Wuthering Heights, directed in 1939 by William Wyler and based on Emily Brontė's book written in 1847, is a very familiar story to me (it is my mom's favorite movie), but I find it to be very annoying in its portrayal of love. I feel some of the relationships are true love, while others are not; audiences tend to get the ones of true love, based largely on philos, and obsession or infatuation, based mainly on eros, mixed up.

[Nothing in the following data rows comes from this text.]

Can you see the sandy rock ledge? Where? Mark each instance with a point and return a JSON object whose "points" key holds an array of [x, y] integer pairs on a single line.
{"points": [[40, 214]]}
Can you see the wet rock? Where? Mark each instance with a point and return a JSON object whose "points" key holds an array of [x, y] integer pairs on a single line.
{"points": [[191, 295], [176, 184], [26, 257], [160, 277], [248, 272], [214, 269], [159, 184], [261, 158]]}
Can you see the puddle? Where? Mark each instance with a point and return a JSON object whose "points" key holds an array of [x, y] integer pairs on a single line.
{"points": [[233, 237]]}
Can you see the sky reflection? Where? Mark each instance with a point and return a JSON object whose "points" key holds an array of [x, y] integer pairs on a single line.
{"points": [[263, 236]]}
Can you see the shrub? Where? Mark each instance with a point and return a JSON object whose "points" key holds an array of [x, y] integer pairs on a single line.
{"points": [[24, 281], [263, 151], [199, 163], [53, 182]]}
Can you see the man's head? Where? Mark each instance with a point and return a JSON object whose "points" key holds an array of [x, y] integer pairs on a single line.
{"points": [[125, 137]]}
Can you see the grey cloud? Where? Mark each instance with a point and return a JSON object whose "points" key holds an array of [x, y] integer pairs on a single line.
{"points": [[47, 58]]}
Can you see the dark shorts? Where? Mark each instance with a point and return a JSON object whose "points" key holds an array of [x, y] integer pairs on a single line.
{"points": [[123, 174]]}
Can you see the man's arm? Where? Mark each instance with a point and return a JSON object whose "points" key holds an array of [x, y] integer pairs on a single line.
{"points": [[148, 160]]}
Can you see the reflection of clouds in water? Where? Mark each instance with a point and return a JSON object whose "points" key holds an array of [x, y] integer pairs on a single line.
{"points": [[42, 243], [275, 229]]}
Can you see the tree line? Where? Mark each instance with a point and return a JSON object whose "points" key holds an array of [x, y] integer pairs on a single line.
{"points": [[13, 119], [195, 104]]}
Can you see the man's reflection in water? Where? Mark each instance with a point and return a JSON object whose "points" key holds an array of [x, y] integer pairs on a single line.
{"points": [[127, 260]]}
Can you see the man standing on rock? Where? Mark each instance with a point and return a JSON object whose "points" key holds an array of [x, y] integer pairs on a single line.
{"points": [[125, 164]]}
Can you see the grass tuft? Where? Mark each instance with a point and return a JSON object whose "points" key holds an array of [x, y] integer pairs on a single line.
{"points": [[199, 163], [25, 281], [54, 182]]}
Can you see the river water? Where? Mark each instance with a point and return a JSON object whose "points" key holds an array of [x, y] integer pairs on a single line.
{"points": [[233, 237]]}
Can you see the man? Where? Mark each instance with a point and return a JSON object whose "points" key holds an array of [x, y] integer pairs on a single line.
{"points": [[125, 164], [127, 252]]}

The main character, Heathcliff (Laurence Olivier), is apparently crazy in love with Catherine (Merle Oberon). He acts like a maniac about her, as he does in the book. He is so in love with her that he wants her to be miserable if he cannot have her. That creates a problem for me. Love is not jealous or controlling. It is patient. He does not love Catherine if he cannot wish her happiness no matter what. He holds her up on some pedestal that she can never live up to. This, to me, is obsession. He is obsessed with her because she is all he ever knew as a close friend. He would not take the time to give someone else a chance. He is indeed suffering from a surfeit of eros.
Catherine, on the other hand, loves Heathcliff but loves herself enough that she knows that she deserves better. She marries Edgar and loves him, with a strong dose of philos. Love is a choice of the will. She chooses to love Edgar Linton (David Niven) even though a part of her heart stays with Heathcliff to the end. Edgar chooses to love Catherine even though he knows that she has a love for Heathcliff. I almost feel that her love for Heathcliff is partly based on pathos because she pities him. It is not her fault he is so messed up. She is being a friend to him.
If Heathcliff and Catherine would have gotten together, they would have been one crazed love-hate relationship. Love and hate do not go together. They work against each other. Heathcliff does not truly love Catherine, or he would have let her go and understood why she has married Edgar, and he would not have been so determined to get revenge on everyone around him.
True love, based largely on philos, is Edgar and Catherine choosing to love one another through everything. Infatuation, mainly based on eros, is Heathcliff holding onto this image he continues to have of Catherine as a little girl even into her older years.